Alma was approaching the coffin. She was so close to us that I could see how the hem of her black dress fell unevenly around her calves. For a moment there was silence. Then she rushed toward the open coffin. Thrusting her cheek against Minnie Lee's motionless breast, she cried, "Minnie Lee, why did you leave me? Take me with you, with you!" Her words, through sobs, were a high peal of sound, her face hidden, hat pinned over stiff crimped hair. The congregation suspended around her, waiting, scarcely breathing. I saw her hands shake, the coffin stand wobble under her weight, steadying again. She raised herself up, gasped, and as effortlessly as a leaf falling in summer wind, she fainted, right on top of me. Later my mother would say the fainting was a show put on for "us white folks" -- or, if not that, a competition to see who could prove their grief the greatest -- for, after Alma fainted, other mourners even way back in the line toppled over, prostrated in the aisle. I'm not so sure. I watched Alma falling as if from a distance, and I knew how her weight would knock the breath out of my lungs, saw the inevitability of it in slow motion the way you do in accidents or disasters when you know you can't stop them and you wait, helpless. For an instant, I saw her eyes dilated to black before the scratchy fabric of her dress forced mine to close. I don't know how much later it was when I felt, separately, her shoulder pressed to my face, her knees digging into my shins. When they pulled her off me, I was working for breath and my eyes were tearing where the dress had caught them.
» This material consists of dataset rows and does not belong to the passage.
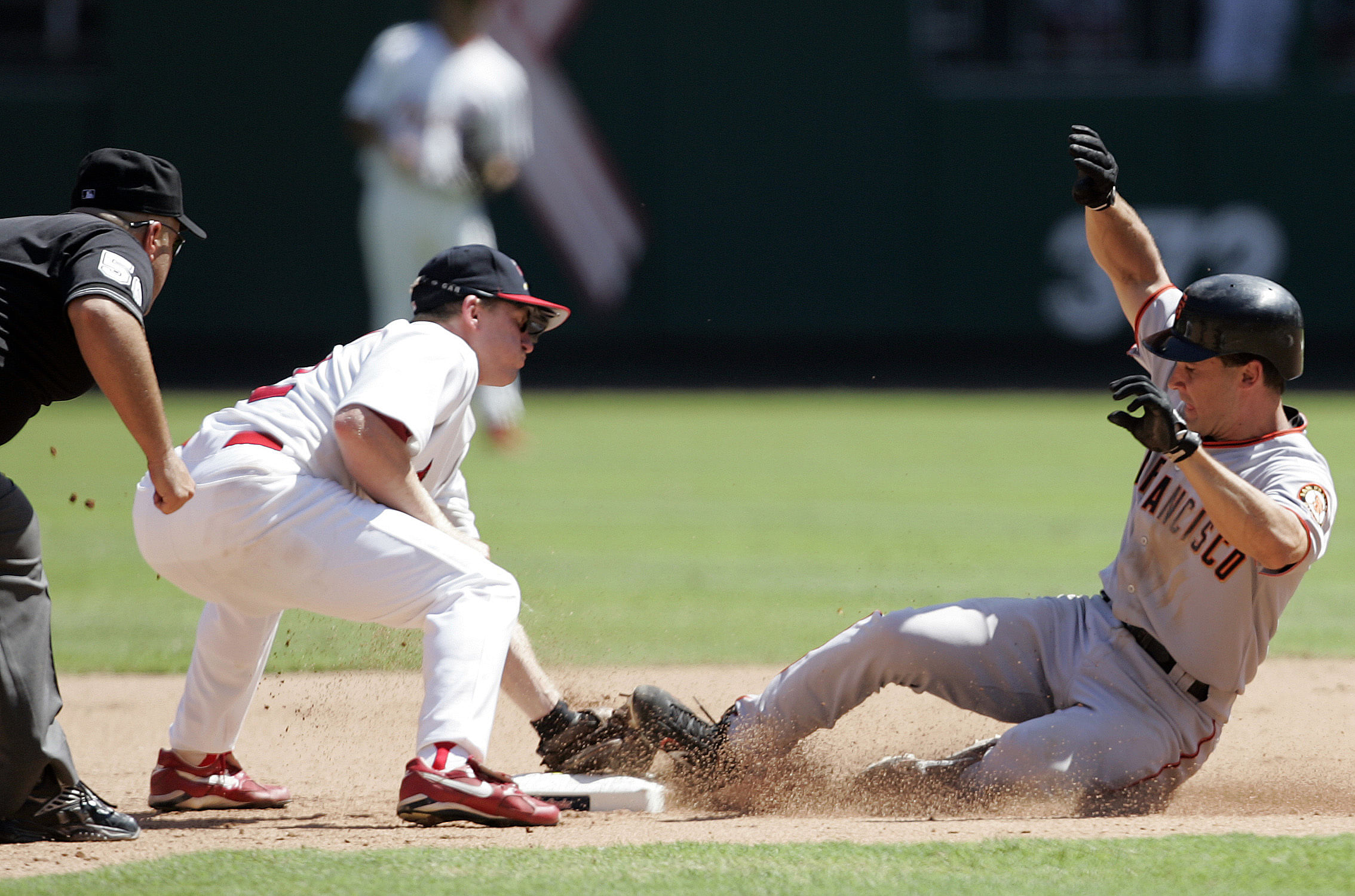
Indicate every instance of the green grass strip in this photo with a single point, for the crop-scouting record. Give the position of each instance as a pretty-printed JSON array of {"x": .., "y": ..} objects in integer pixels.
[{"x": 1234, "y": 864}]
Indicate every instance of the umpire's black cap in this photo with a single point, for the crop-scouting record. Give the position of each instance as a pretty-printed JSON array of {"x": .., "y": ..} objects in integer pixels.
[
  {"x": 477, "y": 270},
  {"x": 128, "y": 180}
]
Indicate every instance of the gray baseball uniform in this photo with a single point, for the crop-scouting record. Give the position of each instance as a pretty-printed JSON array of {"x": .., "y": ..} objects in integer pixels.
[{"x": 1094, "y": 712}]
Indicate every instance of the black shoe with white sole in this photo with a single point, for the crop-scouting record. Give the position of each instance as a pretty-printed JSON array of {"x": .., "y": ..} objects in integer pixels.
[
  {"x": 693, "y": 741},
  {"x": 71, "y": 815}
]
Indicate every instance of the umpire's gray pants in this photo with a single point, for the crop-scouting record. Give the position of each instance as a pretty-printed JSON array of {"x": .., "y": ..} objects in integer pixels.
[
  {"x": 30, "y": 737},
  {"x": 1095, "y": 715}
]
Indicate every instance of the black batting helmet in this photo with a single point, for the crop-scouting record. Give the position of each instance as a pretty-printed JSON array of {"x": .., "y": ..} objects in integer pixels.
[{"x": 1231, "y": 314}]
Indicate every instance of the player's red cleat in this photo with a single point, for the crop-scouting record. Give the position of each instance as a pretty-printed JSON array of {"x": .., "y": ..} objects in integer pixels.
[
  {"x": 217, "y": 784},
  {"x": 469, "y": 793}
]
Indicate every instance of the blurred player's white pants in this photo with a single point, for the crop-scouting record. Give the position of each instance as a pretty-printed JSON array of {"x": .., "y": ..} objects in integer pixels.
[
  {"x": 403, "y": 225},
  {"x": 1095, "y": 713},
  {"x": 260, "y": 537}
]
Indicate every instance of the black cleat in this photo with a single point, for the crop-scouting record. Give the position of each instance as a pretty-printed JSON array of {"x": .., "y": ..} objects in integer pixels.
[
  {"x": 682, "y": 732},
  {"x": 72, "y": 815}
]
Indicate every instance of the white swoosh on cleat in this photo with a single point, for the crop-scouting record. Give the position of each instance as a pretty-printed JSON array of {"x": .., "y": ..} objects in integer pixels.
[{"x": 482, "y": 789}]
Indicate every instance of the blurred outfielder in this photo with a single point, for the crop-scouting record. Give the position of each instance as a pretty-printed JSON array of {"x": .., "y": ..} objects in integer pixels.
[{"x": 442, "y": 116}]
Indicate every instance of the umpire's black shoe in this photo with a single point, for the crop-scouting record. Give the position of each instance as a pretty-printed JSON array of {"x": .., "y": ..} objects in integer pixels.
[
  {"x": 678, "y": 731},
  {"x": 73, "y": 814}
]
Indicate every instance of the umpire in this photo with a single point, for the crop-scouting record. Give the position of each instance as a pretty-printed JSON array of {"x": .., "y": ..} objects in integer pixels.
[{"x": 73, "y": 292}]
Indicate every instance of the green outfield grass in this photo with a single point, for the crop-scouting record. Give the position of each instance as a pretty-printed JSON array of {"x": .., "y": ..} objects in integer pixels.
[
  {"x": 686, "y": 527},
  {"x": 1235, "y": 865}
]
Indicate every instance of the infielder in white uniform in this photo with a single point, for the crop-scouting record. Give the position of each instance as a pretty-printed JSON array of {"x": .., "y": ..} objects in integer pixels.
[
  {"x": 442, "y": 114},
  {"x": 1118, "y": 697},
  {"x": 339, "y": 491}
]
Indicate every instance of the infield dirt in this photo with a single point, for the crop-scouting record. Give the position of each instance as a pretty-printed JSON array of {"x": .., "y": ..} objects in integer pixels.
[{"x": 341, "y": 741}]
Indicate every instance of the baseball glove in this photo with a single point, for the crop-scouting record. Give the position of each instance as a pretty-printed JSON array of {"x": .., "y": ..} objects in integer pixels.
[{"x": 599, "y": 741}]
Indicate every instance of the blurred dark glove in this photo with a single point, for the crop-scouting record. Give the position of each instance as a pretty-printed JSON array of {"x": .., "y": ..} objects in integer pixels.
[
  {"x": 1160, "y": 429},
  {"x": 1096, "y": 168}
]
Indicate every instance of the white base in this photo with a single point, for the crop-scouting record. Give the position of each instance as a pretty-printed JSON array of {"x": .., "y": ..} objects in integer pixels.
[{"x": 594, "y": 793}]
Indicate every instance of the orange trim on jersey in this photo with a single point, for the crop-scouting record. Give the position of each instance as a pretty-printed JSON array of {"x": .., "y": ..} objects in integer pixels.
[
  {"x": 1293, "y": 566},
  {"x": 1265, "y": 438},
  {"x": 1172, "y": 765},
  {"x": 1143, "y": 308}
]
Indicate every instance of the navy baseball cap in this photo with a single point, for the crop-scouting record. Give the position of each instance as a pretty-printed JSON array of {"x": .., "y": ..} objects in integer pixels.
[
  {"x": 128, "y": 180},
  {"x": 477, "y": 270}
]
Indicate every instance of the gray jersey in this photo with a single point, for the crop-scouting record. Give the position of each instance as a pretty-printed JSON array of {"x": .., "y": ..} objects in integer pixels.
[{"x": 1215, "y": 607}]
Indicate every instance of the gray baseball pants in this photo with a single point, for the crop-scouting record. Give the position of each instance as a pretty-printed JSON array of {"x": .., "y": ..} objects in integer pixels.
[
  {"x": 30, "y": 737},
  {"x": 1093, "y": 712}
]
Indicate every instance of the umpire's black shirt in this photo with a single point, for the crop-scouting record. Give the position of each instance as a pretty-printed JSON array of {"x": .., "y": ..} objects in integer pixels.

My father managed to push us all through the crowd and out of the church by nodding toward everyone we passed and heading straight for that side door. I craned my neck for a last glimpse and saw the scene repeating itself, the minister waving his arms at the people rushing toward the coffin and noticed, in the emptiness at the back of the church, the bronze crucifix punctured by shadows. The last sound I heard was the radiator knocking.

The wall of cold wet air outside hit me and I stumbled. I was breathing again; I could see my breath condense, misty and white, then dissipate before me. As my eyes adjusted to the grey light of that winter afternoon, the colors of things penetrated me, the way they do when the light is opaque and flat and reflects nothing and casts no shadows. Colors became, not a quality light brings to objects, fluid and shifting from minute to minute, but denser, something that weaves together from inside, tighter and tighter so that it's the fabric itself, the whole substance wrapping itself around you, a sadness you can't pinpoint but more real than anything else you know. It seemed to me I'd never noticed that particular red of the mud the way it was now and it hurt me so my throat tightened and I wanted to break down right there outside the church, though that same red mud had been with me all my life; I knew it inside me without seeing it. The whole time my father was opening the door for me and I was getting into the car I could feel that slick cold bank of red mud without touching it.

My father turned on the ignition, pressed his foot on the gas slowly so the wheels wouldn't spin. I heard the motor climb louder and deeper, the car edge out carefully over the mud to the shiny black curl of paved road and through the rear window I watched that box of a church shrink smaller and smaller. Then we passed over a hill and it disappeared from view.